Conclusion: These molecular and cellular findings, which indicate a recurrent mutational event, clearly demonstrate the pathogenicity of the p.A441V missense mutation in NLRP3-associated autoinflammatory disease and point to the interest of studying patients' primary cells to assess disease activity.

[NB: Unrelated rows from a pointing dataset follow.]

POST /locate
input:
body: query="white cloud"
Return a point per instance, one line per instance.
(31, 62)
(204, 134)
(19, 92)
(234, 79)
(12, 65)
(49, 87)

Keywords: IL‐1β; NLRP3; NLRP3‐AID; cryopyrin‐associated periodic syndromes; inflammasome; variation.

Figure 1

A, Genealogical tree of Family I with NLRP3‐AID and the identified NLRP3 mutation c.1322C>T (p.A441V). Filled symbols represent affected individuals, and empty symbols represent healthy subjects. The black arrow shows Proband I. The asterisk indicates that blood was available for monocyte isolation and ex vivo study. Nucleotide and amino acid coordinates are given assuming that the A of the first ATG codon is nucleotide #1. B, NLRP3 electropherograms corresponding to the direct Sanger sequencing of the polymerase chain reaction (PCR) products from one of the NLRP3‐AID patients (individual III.3, upper panel) showing the heterozygous mutation (c.1322C>T, p.A441V) and a control (lower panel).

Figure 2

A, Impact of the NLRP3 c.1322C>T transition at the protein level. Exonic organization of the human NLRP3 cDNA and domain‐organization model of the corresponding protein. The identified mutation is indicated. The red asterisk shows the location of the identified mutation in the NACHT domain (top). PYD, pyrin domain; NACHT (NAIP,CIITA,HET‐E and TP1) domain; NAD, NACHT‐associated domain; LRR, leucine‐rich repeat domain. B, Partial interspecies alignment of NLRP3 showing the evolutionary conservation of the domain containing A441 (left panel), as well as the conservation of A441 in NLRP12, one of the human NLRP3 paralogs (right panel).

Figure 3

A, Impact of the c.1322C>T, (p.A441V) mutation on apoptosis‐associated speck‐like protein containing a CARD (ASC) speck formation. HEK293T (ASC‐GFP_C1‐FLAG) cells were transfected with different amounts (375, 500, or 750 ng) of the pNLRP3‐WT, pNLRP3‐A441V, or the empty vector (EV). The percentage of ASC specks was calculated as described in Materials and Methods. Results represent the means ± SD from three independent experiments. P values were calculated using unpaired student's t test. Asterisks indicates significant P value (<0.05) as compared with the wild‐type (***P value = 0.0009, *P value = 0.0113, **P value = 0.0031). B, IL‐1β secretion, as assessed by ELISA in cell culture supernatants of phorbol myristate acetate–primed THP‐1 cells transfected with either 500 or 1000 ng of pNLRP3‐WT, pNLRP3‐A441V, or the empty vector and treated with LPS, a known stimulus for NLRP3 inflammasome. Results represent the mean ± SD of 3 independent experiments performed in triplicates. P values were calculated using unpaired student's t test. Asterisks indicates significant P value (<0.05) as compared with the wild type (***P value = 0.0009 or P value = 0.0006).

Figure 4

Expression of inflammasome‐related genes (NLRP3, CASP1, and ASC) and genes encoding cytokines in human polarized monocytes (M1: proinflammatory phenotype, M2: anti‐inflammatory phenotype, M0: basal conditions) in the presence or absence of LPS in Proband I, patients out of crisis (n = 6), and Proband II, as compared with apparently healthy donors (n = 4).

Figure 5

Cytokine levels (IL‐1β, IL‐1α, IL‐18, TNF‐α, IL‐6 and IL‐1Ra) in the supernatant of polarized monocytes (M1: proinflammatory phenotype, M2: anti‐inflammatory phenotype, M0: basal conditions) of Proband I, patients out of crisis (n = 6), and Proband II as compared with apparently healthy donors (n = 4) in the presence or absence of LPS.